In der Aussendung stellte der ORF fest, dass Schrom in seiner Funktion als TV-News-Chefredakteur "mit einer Sonderzahl an nationalen und internationalen Krisen und Ereignissen konfrontiert" gewesen sei. Im Rahmen von diversen Berichterstattungs-Schwerpunkten hätten sich auch Journalisten bewährt, die Schrom ergänzend zum "ZiB"-Team holte und förderte - etwa Tobias Pötzelsberger, Margit Laufer, Martin Thür und Simone Stribl.
"Die glauben, die SPÖ retten zu müssen, werden weniger"
Schroms Rücktritt bewirkten nun Chats mit Strache.
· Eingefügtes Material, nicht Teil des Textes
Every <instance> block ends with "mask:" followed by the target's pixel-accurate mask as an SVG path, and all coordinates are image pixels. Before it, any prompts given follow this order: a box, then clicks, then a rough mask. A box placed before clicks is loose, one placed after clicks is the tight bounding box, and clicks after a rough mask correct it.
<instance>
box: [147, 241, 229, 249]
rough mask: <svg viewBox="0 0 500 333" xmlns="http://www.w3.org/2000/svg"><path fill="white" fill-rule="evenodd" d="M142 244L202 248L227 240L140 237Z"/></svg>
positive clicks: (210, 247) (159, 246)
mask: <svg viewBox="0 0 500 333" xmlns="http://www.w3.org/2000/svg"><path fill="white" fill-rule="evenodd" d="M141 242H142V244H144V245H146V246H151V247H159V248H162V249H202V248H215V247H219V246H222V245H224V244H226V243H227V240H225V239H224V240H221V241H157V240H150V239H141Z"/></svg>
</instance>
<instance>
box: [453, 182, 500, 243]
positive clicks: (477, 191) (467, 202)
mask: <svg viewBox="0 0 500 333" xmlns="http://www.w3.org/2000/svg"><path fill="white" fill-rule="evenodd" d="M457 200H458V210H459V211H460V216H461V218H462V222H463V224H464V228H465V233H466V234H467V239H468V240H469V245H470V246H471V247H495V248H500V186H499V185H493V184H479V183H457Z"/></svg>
Dem Ex-FPÖ-Chef missfiel 2019 ein "ZiB 24"-Bericht, der sich um eine von Strache veranstalteten Antisemitismuskonferenz und Aussagen des Schriftstellers Doron Rabinovici über die FPÖ gedreht haben dürfte. Schrom reagierte auf die Beschwerde von Strache mit Zustimmung: "Das ist natürlich unmöglich." Zur inhaltlichen Ausrichtung der ORF-Sender schrieb er: "Es ist schon bei uns genug zu tun und jeden Tag mühsam, aber langsam wird's, und die, die glauben, die SPÖ retten zu müssen, werden weniger." Der ORF 1-Redaktion unterstellte er eine linke Gesinnung. Die ORF-Redakteure fühlten sich daraufhin "vernadert".
Schrom räumte bereits vor Tagen ein, dass der in einem Bericht der Wirtschafts- und Korruptionsstaatsanwaltschaft (WKStA) enthaltene Chat-Verlauf "zugegebenermaßen keine glückliche Außenwirkung" habe. Die Unterhaltung habe jedoch vor dem Hintergrund massiver Angriffe durch die FPÖ auf den ORF stattgefunden. "Die Aufrechterhaltung einer Gesprächsbasis zu einer Regierungspartei, die dem ORF nicht nur kritisch, sondern ablehnend gegenüberstand, war wichtig - vor allem, da Personalwünschen nie Rechnung getragen wurde", so Schrom.
Zusammenfassung
- Matthias Schrom legt seine Funktion als ORF-News-TV-Chefredakteur mit sofortiger Wirkung zurück, wie der ORF laut Aussendung berichtet.
- Seine Agenden übernimmt zumindest vorerst weiter die stellvertretende Chefredakteurin Eva Karabeg.
- Laut ORF Generaldirektor Weißmann trage Schrom damit "die persönliche Konsequenz aus den veröffentlichten Chats", auch wenn sein Verhalten bisher "untadelig" gewesen sei.